Traffic lights. Ah, the humble traffic light, something something awards-show pablum about traffic lights or some kind of crap. Let's just get to it.
The traffic light was first introduced in London on December 10, 1868. The reason for its invention came down to, well, traffic. There was getting to be a lot of it in London, and they weren't waiting for the car to be invented to clog up the streets. Carriage drivers were having trouble yielding to each other, and to help them out, a man named John Peake Knight invented a device to regulate things.
It was not electric-powered, though. That wouldn't come until a light in Cleveland in 1914. This one was manually operated by a police officer on site, who would manipulate a movable arm in the manner of semaphore signals to denote what a carriage should do.

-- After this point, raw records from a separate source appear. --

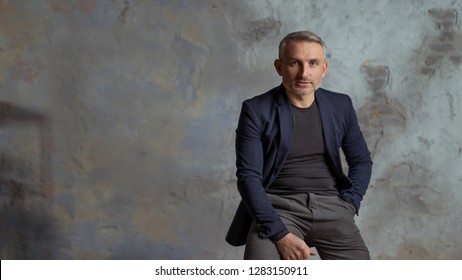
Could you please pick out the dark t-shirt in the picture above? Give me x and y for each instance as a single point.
(305, 169)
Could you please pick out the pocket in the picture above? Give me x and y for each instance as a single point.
(348, 205)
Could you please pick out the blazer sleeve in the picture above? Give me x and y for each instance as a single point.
(358, 158)
(250, 163)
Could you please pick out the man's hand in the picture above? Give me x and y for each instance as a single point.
(291, 247)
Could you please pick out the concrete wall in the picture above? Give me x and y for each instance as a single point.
(117, 121)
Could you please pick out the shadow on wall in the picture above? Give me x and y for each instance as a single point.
(26, 189)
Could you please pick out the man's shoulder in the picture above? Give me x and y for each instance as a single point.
(332, 94)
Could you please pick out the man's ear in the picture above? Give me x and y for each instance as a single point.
(278, 66)
(325, 66)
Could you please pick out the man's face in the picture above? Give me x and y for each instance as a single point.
(302, 67)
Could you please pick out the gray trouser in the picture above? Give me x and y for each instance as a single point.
(325, 222)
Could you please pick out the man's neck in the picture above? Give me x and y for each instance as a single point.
(301, 101)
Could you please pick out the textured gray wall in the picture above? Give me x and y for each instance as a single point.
(117, 121)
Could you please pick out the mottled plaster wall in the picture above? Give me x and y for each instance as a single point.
(117, 121)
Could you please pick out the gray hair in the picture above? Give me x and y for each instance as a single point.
(304, 36)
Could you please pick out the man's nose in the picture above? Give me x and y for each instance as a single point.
(304, 70)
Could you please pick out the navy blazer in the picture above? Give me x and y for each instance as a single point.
(263, 137)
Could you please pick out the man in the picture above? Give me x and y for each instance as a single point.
(290, 177)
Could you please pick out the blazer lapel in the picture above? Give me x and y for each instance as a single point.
(328, 124)
(285, 125)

If the arm was down, that meant go. If it was at a 45-degree angle, it meant caution. If it was horizontal, it meant stop. At night, gaslit lamps would be lit to serve as a further aid. Red still meant stop, but originally, green meant caution.

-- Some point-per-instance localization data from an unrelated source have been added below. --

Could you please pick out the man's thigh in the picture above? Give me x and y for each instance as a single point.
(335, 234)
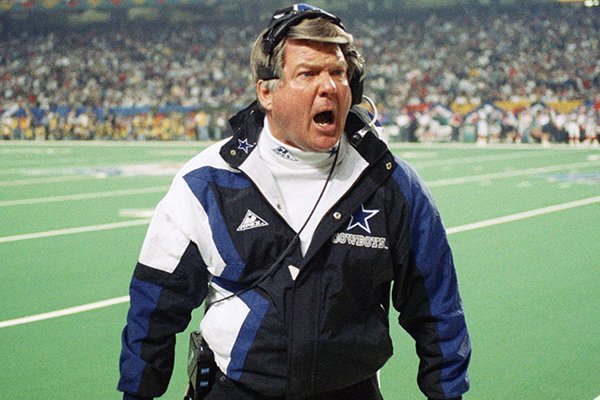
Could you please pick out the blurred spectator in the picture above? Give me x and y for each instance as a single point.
(158, 82)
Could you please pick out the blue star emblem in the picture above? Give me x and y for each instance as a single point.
(361, 219)
(244, 145)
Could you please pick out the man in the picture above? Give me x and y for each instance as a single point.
(296, 232)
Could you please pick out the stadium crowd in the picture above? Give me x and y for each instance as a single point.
(479, 75)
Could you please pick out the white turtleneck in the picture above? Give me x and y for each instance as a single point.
(301, 175)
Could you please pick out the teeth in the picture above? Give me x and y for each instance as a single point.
(324, 118)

The light was put at Bridge Street and Great George Street, near the Houses of Parliament. That'd be right about here. All it was really supposed to do was help the members of Parliament cross the street. In that task, for the first couple weeks, it worked out well enough.
And then on the following January 2, the traffic light exploded. A gas leak caused one of the lanterns to blow up, with the traffic cop obligingly underneath. The cop at the least got his face burned half off, and at the worst died (the records aren't completely clear on that). The traffic light came down real quick after that, and its replacement wouldn't be built until 1929.
By then, they were fairly sure lightbulbs wouldn't randomly explode.